Gwen hanya bisa menundukkan kepala, tangannya bergetar hebat. Dia tidak berani menatap Arsenio, yang masih terdiam. Ini kali pertama dia mendengar cemoohan kepadanya.
Gwen perlahan melepaskan genggaman tangannya dari tangan Arsenio, hati-hatinya berdetak karena takut.
ha ha ha
Arsenio tertawa sinis, matanya tertuju ke layar di depan. "Mau cari mati?" gumamnya sinis, suaranya terasa menyeramkan, membuat Gwen kembali mengerutkan tubuh dalam ketakutan.
"Bubar!" seru Arsenio dengan nada yang begitu dingin, namun para mahasiswa masih tak bergeming di tempat.
"Gue bilang, bubar!" teriaknya kali ini, lebih keras. Semua orang segera meninggalkan tempat itu.
Gwen mendengar teriakannya, tersentak hingga tubuhnya mundur beberapa langkah, gemetar, seakan tak sanggup untuk berdiri.
Arsenio kemudian menghela nafas panjang, matanya yang tajam menenangkan saat berpindah menatap Gwen. Ia bisa melihat Gwen sudah mulai menangis secara pelan.

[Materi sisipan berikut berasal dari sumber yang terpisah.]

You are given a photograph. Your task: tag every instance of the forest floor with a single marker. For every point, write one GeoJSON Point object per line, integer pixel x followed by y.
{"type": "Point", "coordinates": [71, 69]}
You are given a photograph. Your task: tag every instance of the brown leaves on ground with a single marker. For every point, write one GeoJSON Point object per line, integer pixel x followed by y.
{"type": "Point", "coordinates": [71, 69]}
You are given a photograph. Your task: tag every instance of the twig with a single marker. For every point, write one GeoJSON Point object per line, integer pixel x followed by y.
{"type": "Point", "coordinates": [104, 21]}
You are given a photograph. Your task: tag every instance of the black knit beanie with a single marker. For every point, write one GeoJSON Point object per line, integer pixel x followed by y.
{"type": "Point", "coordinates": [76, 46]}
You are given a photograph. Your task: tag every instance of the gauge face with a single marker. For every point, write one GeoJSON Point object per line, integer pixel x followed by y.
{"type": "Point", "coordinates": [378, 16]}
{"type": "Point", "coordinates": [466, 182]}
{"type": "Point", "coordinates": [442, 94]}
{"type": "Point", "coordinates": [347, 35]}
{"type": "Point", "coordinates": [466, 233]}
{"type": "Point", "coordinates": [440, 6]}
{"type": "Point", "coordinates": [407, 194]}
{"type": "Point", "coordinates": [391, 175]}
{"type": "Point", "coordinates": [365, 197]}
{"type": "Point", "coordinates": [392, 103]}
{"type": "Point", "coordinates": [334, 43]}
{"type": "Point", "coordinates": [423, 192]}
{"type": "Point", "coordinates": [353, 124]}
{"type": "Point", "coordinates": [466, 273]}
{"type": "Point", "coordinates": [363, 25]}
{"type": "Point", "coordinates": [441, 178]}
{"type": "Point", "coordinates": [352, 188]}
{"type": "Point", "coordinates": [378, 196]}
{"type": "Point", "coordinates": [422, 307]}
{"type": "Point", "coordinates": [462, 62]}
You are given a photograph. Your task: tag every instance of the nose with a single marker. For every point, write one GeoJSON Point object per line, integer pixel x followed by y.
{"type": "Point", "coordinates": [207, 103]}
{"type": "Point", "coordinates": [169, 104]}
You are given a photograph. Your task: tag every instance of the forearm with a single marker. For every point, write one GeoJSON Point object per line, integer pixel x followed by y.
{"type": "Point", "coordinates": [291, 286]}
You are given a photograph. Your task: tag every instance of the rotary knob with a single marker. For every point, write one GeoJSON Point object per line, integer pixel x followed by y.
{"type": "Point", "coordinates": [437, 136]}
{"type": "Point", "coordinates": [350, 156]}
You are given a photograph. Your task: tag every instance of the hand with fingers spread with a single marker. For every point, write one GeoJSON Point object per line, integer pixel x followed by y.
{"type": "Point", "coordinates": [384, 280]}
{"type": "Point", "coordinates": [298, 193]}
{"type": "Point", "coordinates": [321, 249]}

Dengan hati-hati, Arsenio menangkup wajah Gwen, ibu jarinya lembut menyeka air mata yang mengalir di pipinya.
Gwen mulai berbicara dengan tergagap, mata yang cemas menatap Arsenio, "Kak, bukan aku yang melakukannya, aku ga tahu apa-apa, dari semalam aku ga pegang hp, akun aku di-hack..."
Namun sebelum ia sempat menyelesaikan kata-katanya, Arsenio meletakkan jari telunjuknya di depan bibir Gwen yang terbuka. "Aku percaya," bisik Arsenio dengan lembut, menarik tubuh Gwen yang gemetar ke dalam pelukannya.
Saat bibir Arsenio mengecup pucuk kepala Gwen, air mata yang selama ini ditahannya akhirnya pecah. "Walaupun itu memang kamu, aku ga keberatan," ucap Arsenio, suara penuh kehangatan dan pengertian.
Gwen menangis lebih lepas, sambil meremas kuat kemeja Arsenio. "Udah, udah jangan nangis lagi, malu tahu sama sahabat-sahabat aku," bisik Arsenio sambil mengusap-usap lembut belakang kepala Gwen.
"Aku ga mau," sahut Gwen, suara teredam di dada Arsenio sambil mengeratkan pelukannya. Arsenio hanya bisa terkekeh ringan, merespons dengan mempererat pelukannya.
Tiba-tiba sebuah suara menggantung di udara, "Permisi, apakah Anda Gaillard Arsenio Ghaazy?" sebuah suara polisi memecah momen mereka, seorang polisi tampak berdiri tak jauh di belakang Arsenio.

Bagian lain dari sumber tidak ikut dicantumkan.